インド全土400駅で無料Wi-Fi敷設に向けて順次拡大
Googleはインドの鉄道駅で無料Wi-Fiを設置している。2015年9月にインド出身のGoogleのサンダー・ピチャイCEOがンド全土の400の鉄道駅にWi-Fiを敷設することを宣言。2016年末までには100駅で無料Wi-Fi「Google Station」が敷設され、順次拡大しており、インド人に利用されている。駅では多くの人が集まり、電車を待つ時に無料Wi-Fi経由で、スマホでネットにアクセスしている。
鉄道の次はモール、大学、カフェ
2019年までにはGoogleが設置した無料Wi-Fiで4000万人のインド人がネットに接続できるようになるそうだ。Googleは今後、駅だけでなく、インド全土のモールや大学、カフェなどにも無料Wi-Fiを設置していくことを明らかにした。

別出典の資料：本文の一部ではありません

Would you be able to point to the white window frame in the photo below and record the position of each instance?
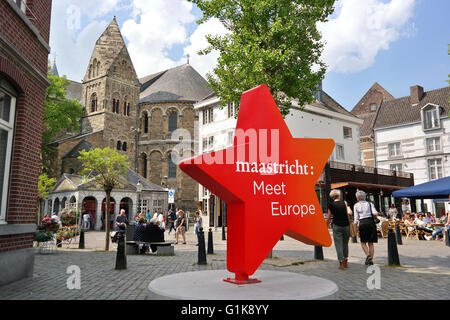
(399, 149)
(348, 137)
(208, 115)
(434, 144)
(436, 121)
(435, 168)
(9, 127)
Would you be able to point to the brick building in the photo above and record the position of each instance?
(367, 109)
(24, 49)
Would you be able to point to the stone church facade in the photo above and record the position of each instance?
(136, 116)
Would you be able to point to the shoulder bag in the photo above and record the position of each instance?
(375, 220)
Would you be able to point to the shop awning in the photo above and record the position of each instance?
(436, 189)
(367, 186)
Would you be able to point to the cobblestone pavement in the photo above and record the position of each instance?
(424, 274)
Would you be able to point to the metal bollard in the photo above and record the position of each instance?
(318, 253)
(223, 233)
(393, 259)
(121, 258)
(81, 244)
(210, 242)
(201, 247)
(398, 234)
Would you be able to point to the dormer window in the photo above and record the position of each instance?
(430, 117)
(22, 4)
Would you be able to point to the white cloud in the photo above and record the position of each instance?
(156, 27)
(74, 46)
(197, 41)
(359, 30)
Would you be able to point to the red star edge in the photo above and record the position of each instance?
(262, 207)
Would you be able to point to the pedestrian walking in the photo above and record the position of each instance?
(86, 221)
(365, 217)
(172, 219)
(198, 223)
(340, 212)
(181, 227)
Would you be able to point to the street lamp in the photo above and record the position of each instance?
(139, 191)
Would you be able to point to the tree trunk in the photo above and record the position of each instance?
(108, 200)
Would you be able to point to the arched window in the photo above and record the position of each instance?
(144, 166)
(172, 167)
(146, 123)
(173, 121)
(94, 102)
(94, 68)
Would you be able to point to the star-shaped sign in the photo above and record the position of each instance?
(267, 179)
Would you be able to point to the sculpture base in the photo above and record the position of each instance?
(209, 285)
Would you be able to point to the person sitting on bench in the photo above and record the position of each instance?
(153, 233)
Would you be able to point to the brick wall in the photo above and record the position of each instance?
(23, 62)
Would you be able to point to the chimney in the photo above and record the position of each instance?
(416, 94)
(318, 94)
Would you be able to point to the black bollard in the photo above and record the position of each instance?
(393, 259)
(318, 253)
(121, 258)
(398, 234)
(223, 234)
(210, 242)
(201, 247)
(81, 244)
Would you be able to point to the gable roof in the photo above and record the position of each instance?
(400, 111)
(75, 151)
(376, 87)
(179, 84)
(108, 46)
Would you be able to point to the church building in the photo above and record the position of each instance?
(136, 116)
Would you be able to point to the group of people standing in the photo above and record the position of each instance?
(364, 216)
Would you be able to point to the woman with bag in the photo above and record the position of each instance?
(340, 212)
(365, 217)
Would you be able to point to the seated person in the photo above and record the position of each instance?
(153, 233)
(422, 225)
(429, 218)
(440, 230)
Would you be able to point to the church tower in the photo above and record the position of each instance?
(110, 93)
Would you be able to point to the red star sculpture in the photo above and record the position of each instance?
(267, 179)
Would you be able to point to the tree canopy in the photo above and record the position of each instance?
(269, 42)
(60, 114)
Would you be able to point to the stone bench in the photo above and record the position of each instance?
(163, 248)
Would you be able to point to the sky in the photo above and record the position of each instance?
(397, 43)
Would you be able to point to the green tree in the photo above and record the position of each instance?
(106, 168)
(45, 184)
(60, 114)
(269, 42)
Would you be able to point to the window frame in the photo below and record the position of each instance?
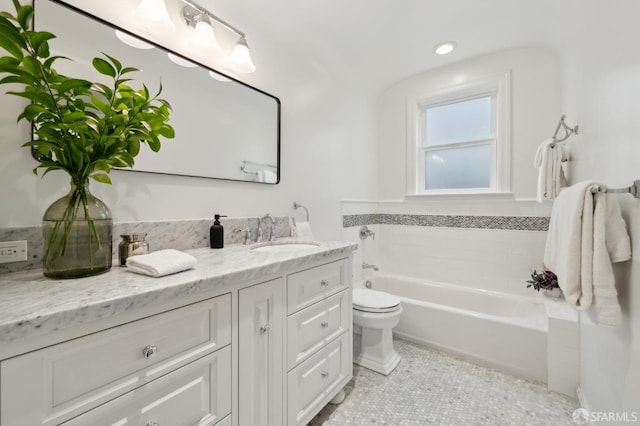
(496, 86)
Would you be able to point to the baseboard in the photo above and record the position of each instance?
(584, 403)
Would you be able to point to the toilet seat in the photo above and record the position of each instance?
(367, 300)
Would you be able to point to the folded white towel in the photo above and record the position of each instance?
(303, 231)
(161, 262)
(586, 234)
(548, 161)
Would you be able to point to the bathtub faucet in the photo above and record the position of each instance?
(368, 266)
(365, 232)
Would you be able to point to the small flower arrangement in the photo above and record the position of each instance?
(545, 280)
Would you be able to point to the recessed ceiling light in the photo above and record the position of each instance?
(444, 48)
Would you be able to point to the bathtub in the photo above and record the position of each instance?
(496, 329)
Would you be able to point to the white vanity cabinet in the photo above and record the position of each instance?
(319, 338)
(261, 337)
(267, 345)
(142, 370)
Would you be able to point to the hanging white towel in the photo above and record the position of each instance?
(586, 234)
(551, 177)
(161, 262)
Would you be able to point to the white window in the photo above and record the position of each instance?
(459, 140)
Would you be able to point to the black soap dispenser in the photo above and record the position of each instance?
(216, 233)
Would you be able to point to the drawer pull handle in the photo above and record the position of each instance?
(149, 351)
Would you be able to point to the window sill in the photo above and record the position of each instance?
(461, 196)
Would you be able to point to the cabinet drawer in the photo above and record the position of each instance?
(64, 380)
(196, 394)
(312, 285)
(314, 382)
(311, 328)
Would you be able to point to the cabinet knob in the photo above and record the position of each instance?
(149, 351)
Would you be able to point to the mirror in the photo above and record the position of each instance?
(225, 129)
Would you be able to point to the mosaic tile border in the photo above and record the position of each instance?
(511, 223)
(177, 234)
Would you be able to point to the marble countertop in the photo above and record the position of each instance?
(32, 304)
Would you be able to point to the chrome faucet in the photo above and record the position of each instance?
(271, 233)
(368, 266)
(365, 232)
(247, 236)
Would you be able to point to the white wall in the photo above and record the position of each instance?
(326, 124)
(602, 92)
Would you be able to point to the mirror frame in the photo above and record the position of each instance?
(205, 67)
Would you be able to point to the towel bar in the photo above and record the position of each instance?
(634, 189)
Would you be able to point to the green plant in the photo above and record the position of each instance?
(81, 127)
(545, 280)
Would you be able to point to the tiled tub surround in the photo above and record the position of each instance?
(517, 223)
(178, 234)
(32, 305)
(486, 256)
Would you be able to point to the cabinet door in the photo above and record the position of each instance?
(261, 350)
(197, 394)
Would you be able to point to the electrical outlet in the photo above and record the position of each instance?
(13, 251)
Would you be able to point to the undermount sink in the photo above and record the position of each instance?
(283, 246)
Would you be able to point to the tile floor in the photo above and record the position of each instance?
(433, 388)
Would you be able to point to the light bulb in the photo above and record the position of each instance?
(133, 41)
(178, 60)
(444, 48)
(219, 77)
(241, 57)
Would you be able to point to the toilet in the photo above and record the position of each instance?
(377, 313)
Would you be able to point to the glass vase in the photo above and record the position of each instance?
(77, 235)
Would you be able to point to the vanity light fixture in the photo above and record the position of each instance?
(241, 57)
(196, 16)
(219, 77)
(154, 11)
(178, 60)
(203, 35)
(132, 41)
(444, 48)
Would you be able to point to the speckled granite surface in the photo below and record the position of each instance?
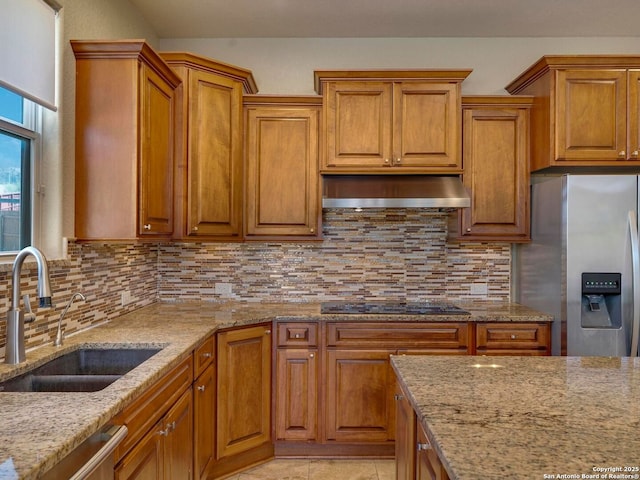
(38, 429)
(526, 417)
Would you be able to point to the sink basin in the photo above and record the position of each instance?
(83, 370)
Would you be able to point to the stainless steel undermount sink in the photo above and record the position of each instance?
(82, 370)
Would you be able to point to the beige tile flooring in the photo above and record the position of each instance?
(286, 469)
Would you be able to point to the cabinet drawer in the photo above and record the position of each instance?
(510, 336)
(151, 406)
(203, 356)
(297, 334)
(445, 335)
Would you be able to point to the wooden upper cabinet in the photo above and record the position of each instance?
(125, 105)
(496, 169)
(282, 180)
(209, 167)
(586, 111)
(391, 121)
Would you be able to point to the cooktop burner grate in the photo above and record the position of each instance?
(392, 308)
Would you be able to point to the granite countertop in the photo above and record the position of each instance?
(37, 430)
(528, 417)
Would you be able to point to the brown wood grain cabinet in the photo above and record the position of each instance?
(416, 458)
(282, 180)
(496, 170)
(209, 161)
(513, 339)
(297, 381)
(404, 121)
(243, 412)
(159, 444)
(586, 110)
(125, 105)
(204, 402)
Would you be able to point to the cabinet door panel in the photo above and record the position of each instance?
(634, 114)
(360, 405)
(426, 131)
(145, 461)
(296, 394)
(282, 171)
(178, 444)
(156, 147)
(358, 124)
(215, 156)
(591, 115)
(496, 173)
(244, 388)
(405, 437)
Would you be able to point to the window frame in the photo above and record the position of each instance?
(31, 130)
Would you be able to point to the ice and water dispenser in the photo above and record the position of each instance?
(601, 300)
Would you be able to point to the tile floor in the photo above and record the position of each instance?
(285, 469)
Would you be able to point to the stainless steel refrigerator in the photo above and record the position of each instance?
(583, 264)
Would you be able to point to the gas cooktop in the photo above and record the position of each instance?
(392, 308)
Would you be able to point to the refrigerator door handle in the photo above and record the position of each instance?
(635, 268)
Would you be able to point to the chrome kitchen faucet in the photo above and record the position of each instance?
(60, 335)
(14, 351)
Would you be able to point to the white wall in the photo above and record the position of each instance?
(286, 65)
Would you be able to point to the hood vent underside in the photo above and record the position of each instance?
(393, 191)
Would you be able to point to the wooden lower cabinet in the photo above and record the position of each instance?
(405, 437)
(165, 451)
(428, 464)
(296, 394)
(513, 338)
(415, 457)
(359, 400)
(243, 411)
(204, 401)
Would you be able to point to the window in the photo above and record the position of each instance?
(18, 151)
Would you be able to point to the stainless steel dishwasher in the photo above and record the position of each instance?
(92, 459)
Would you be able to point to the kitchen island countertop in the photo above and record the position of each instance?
(38, 430)
(528, 417)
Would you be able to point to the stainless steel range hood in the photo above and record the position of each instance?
(393, 191)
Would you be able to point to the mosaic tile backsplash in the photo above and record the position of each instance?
(375, 254)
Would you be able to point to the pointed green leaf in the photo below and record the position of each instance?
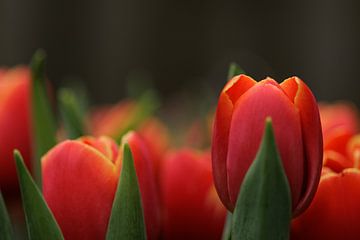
(234, 70)
(263, 208)
(146, 106)
(41, 223)
(227, 228)
(71, 113)
(44, 125)
(127, 218)
(5, 224)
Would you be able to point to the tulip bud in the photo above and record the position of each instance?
(192, 209)
(80, 179)
(242, 109)
(14, 123)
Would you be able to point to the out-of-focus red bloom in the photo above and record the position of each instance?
(157, 137)
(115, 120)
(192, 209)
(242, 109)
(15, 123)
(335, 210)
(79, 184)
(339, 123)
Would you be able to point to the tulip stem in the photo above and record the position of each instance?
(263, 209)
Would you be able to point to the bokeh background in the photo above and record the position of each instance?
(183, 48)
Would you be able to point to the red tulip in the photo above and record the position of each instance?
(335, 211)
(339, 123)
(192, 209)
(242, 109)
(114, 120)
(79, 184)
(157, 137)
(14, 123)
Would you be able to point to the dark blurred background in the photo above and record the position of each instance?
(183, 48)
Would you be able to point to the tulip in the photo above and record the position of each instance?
(192, 209)
(14, 123)
(114, 120)
(80, 179)
(242, 109)
(156, 135)
(339, 123)
(335, 211)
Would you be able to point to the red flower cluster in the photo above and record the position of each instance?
(335, 211)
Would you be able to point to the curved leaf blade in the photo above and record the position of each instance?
(263, 208)
(71, 113)
(127, 217)
(6, 232)
(41, 223)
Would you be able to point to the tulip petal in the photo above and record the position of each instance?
(265, 99)
(14, 125)
(336, 161)
(228, 97)
(192, 209)
(335, 211)
(79, 186)
(305, 102)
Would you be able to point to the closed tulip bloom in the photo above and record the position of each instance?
(80, 179)
(242, 109)
(14, 123)
(192, 209)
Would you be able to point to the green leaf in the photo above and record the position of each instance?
(5, 224)
(263, 208)
(44, 125)
(127, 218)
(145, 107)
(234, 70)
(71, 113)
(41, 223)
(227, 228)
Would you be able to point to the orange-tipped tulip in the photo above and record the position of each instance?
(79, 184)
(192, 209)
(242, 109)
(14, 123)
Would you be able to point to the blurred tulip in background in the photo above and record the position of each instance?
(191, 207)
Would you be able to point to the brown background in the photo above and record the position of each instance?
(185, 46)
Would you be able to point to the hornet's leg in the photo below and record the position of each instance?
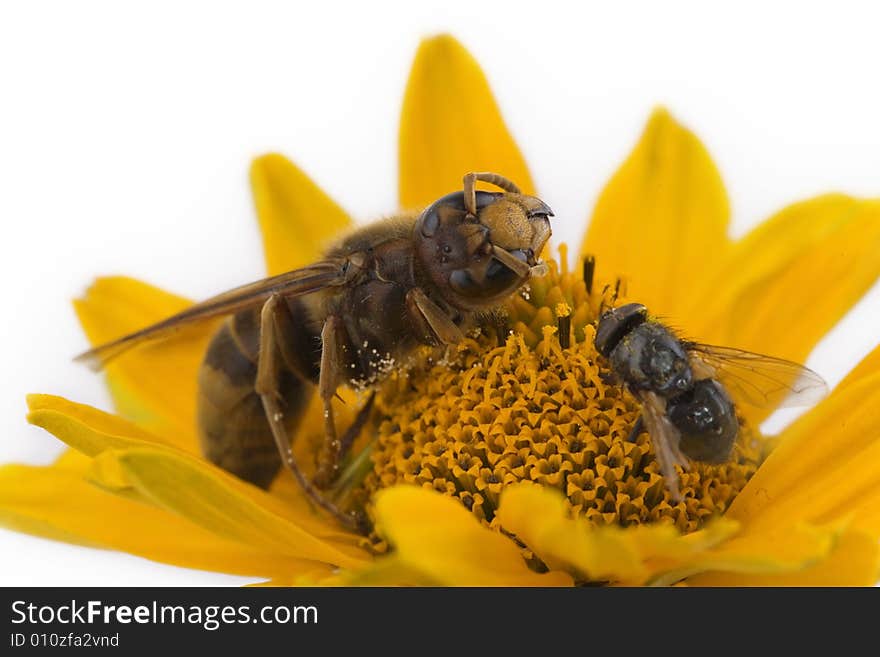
(331, 373)
(354, 430)
(266, 386)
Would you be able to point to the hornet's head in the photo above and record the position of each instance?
(478, 248)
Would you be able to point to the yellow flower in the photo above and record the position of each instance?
(807, 514)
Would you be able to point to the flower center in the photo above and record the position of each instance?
(538, 407)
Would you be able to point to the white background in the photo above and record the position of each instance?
(126, 131)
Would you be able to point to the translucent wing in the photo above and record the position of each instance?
(665, 439)
(756, 379)
(294, 283)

GoogleインドのK. Suri氏は、現在、無料Wi-Fi拡張に向けて、通信事業者やISPと協議していると語っている。また、同氏は「Googleの無料Wi-Fi敷設のポリシーは、どうやって『次の10億人』がネットに接続していけるかどうかを考えることだ」と述べている。13億人以上の人口を抱えているインドにはまだネットに接続できない人が10億人以上いる。無料Wi-Fiが敷設されても、スマホを所有できない人も多い。
広告収入でマネタイズ
Googleが無料でWi-Fiを提供しているが、ビジネスモデルは広告だ。ログインするたびに広告が表示される。K. Suri氏は「広告でマネタイズが出来ているので無料で提供できており、持続可能なモデルになっている」と語っている。Facebookはインドで有料でWi-Fiサービス「Express Wi-Fi」を提供している。Facebookの有料Wi-FiについてK. Suri氏は「インド人はWi-Fiを利用するのに、お金を払いたいと思っていない。みんな無料で利用したい」とコメント。
カフェやモール、大学も駅と同様に多くの人がスマホを持って集まる場所だ。特に鉄道駅では、電車が来てしまったら、その場を離れてしまうが、カフェや大学では多くの人がその場に長時間にわたって滞在するので、利用時間も長い。
Googleは無料でWi-Fiを提供することによって、広告の表示だけでなく、スマホでGoogleのサービスを利用してもらうことを目指している。インドでは急速にスマホが普及しつつあるが、プリペイドSIMが主流のため、無料のWi-Fiがないとネットにアクセスしないという人が多い。Googleとしてはネットにアクセスしてもらい、検索やGメール、YouTubeを利用してもらわないことには、さらなる広告収入に繋がらない。Googleの売上の90%以上が広告収入であり、その前提はネットに接続されることであり、ネットに接続できて初めてGoogleを利用してもらえる。Googleにとって、インド全土で駅やカフェやモールでWi-Fiを設置することは重要な設備投資だ。
インド中の情報を集めて次のステップへ
さらに10億人以上のインド人から収集できる莫大な情報やデータはGoogleが注力している人工知能を強化していくのに貴重な情報やデータとなる。特に駅やカフェ、モールでの利用は鉄道での移動情報、店舗情報、買い物の記録など多くの有益な情報収集が期待できる。そこで収集したデータを元に機械学習を通じて強化された人工知能を用いて、さらに適切な広告配信や人工知能を活用した多くのサービスをインドで提供していくことが可能となり、そこで期待できる収入は無料Wi-Fi設置のコストをカバーできる。